Head of Trade Me Property Nigel Jeffries said the rental market was stable and relatively quiet throughout 2014 but looked to be sparking into action.

"The 9% year-on-year increase in January is the largest single-month rise we've recorded over the past five years. Median weekly rents clicked up $20 per week between December and January to a record high of $420 per week. That's grim news for tenants."

Jeffries said the rental market was responding to pressure from landlords chasing better yields for investment property as a function of relentless growth in property prices.

"It was more a question of when, not if, landlords were going to start recovering some level of yield.

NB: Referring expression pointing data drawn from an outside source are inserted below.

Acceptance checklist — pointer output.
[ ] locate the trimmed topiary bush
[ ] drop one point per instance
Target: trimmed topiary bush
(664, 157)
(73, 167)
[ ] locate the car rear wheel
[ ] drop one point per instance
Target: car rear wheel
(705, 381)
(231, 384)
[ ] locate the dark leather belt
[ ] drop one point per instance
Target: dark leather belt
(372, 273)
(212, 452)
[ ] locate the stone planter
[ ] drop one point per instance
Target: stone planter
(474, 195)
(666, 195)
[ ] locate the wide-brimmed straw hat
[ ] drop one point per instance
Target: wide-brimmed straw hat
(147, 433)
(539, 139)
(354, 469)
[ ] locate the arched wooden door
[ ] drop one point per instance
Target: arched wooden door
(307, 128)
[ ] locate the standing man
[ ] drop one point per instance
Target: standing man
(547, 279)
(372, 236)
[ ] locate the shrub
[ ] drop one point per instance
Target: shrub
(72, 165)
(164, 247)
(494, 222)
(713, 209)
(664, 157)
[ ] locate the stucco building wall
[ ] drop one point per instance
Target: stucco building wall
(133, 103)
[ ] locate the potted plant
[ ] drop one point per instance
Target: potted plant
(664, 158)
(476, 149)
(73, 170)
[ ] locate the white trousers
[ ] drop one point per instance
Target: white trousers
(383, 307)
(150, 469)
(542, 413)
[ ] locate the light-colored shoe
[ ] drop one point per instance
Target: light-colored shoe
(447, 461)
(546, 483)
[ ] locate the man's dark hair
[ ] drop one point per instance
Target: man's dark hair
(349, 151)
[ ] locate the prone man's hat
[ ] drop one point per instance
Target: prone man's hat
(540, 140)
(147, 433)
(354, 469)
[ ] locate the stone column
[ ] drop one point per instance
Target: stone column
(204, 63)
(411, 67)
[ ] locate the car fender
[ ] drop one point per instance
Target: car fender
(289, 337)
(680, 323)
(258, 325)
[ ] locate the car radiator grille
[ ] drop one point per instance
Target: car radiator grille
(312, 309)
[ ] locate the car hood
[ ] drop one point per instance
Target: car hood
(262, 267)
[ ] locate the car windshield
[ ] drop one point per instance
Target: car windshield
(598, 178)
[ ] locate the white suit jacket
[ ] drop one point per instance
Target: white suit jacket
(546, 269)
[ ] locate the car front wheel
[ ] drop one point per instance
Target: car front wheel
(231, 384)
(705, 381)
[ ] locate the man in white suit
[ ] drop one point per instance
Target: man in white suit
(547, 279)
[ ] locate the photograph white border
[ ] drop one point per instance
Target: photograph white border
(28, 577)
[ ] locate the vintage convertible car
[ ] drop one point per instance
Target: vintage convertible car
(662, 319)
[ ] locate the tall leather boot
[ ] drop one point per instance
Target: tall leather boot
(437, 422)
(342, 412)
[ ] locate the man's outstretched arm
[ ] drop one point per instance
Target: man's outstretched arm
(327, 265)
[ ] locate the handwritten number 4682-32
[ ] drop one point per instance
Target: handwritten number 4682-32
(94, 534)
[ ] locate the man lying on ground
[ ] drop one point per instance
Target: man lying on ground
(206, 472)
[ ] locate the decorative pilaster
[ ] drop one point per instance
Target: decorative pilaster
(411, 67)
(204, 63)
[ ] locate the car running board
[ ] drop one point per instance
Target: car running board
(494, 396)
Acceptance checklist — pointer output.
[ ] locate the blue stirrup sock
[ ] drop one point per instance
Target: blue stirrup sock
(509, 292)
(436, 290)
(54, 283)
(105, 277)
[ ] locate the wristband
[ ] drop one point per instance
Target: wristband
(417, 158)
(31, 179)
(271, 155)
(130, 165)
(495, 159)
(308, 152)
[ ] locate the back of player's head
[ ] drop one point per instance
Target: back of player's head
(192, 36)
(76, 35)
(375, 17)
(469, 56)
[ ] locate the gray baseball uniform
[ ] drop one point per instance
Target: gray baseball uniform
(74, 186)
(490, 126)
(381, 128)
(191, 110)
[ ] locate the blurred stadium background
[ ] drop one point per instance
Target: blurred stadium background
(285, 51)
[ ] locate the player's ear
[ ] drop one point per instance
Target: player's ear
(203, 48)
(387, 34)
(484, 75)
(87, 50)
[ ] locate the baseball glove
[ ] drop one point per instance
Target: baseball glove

It looks like that signal has flowed into the market this month and started to sting tenants in the pocket."

Eight of the 15 regions surged to new record median rents, and another four regions reported increases compared to a year ago.

The largest increase was in the Marlborough region where median weekly rents were up 13.3% year-on-year to $320 per week.

Only two regions recorded falls in median weekly rent: Gisborne was down 6.7% to $260 per week, and the West Coast was down 1.9% to $255 per week. Nelson/Tasman was unchanged.

Auckland, Wellington and Canterbury all reached new high-tide marks for median weekly rent. Auckland was up 6.7% to $480 per week, Wellington landed at $440 per week (up 6% ), and Canterbury was up 8.4% to $450 per week.

Medium-sized properties continue to show rental strength with three and four-bedroom properties rising to a median of $460 per week, up 9.5% on a year ago.

Jeffries said there was also noticeable strength around asking rents for five-bedroom homes which reached a new record high of $700 per week, up 7.7% on a year ago. Auckland led the sector, hitting a new high of $750 a week and up 7.1% compared to January last year.

The Christchurch market is showing clear signs of diminishing price pressure. "Although the headline rent for all properties in the city was up 5.9%to $450 per week, this does not represent a record high," Jeffries said. "And across the city, smaller homes and five-bedroom homes both showed falls in weekly rents compared to a year ago."

Jeffries said the Auckland apartment market was showing solid rises in asking rents. In January, the weekly rent rose by $10 to a new high of $430 per week, up 7.5% a year ago.

In the Christchurch market the rents for more compact living options bucked the trend of traditional homes, with significant rises in apartment rents (up 14.4% to $378 per week) and units now renting at an all-time high of $340 a week (up 6.3%).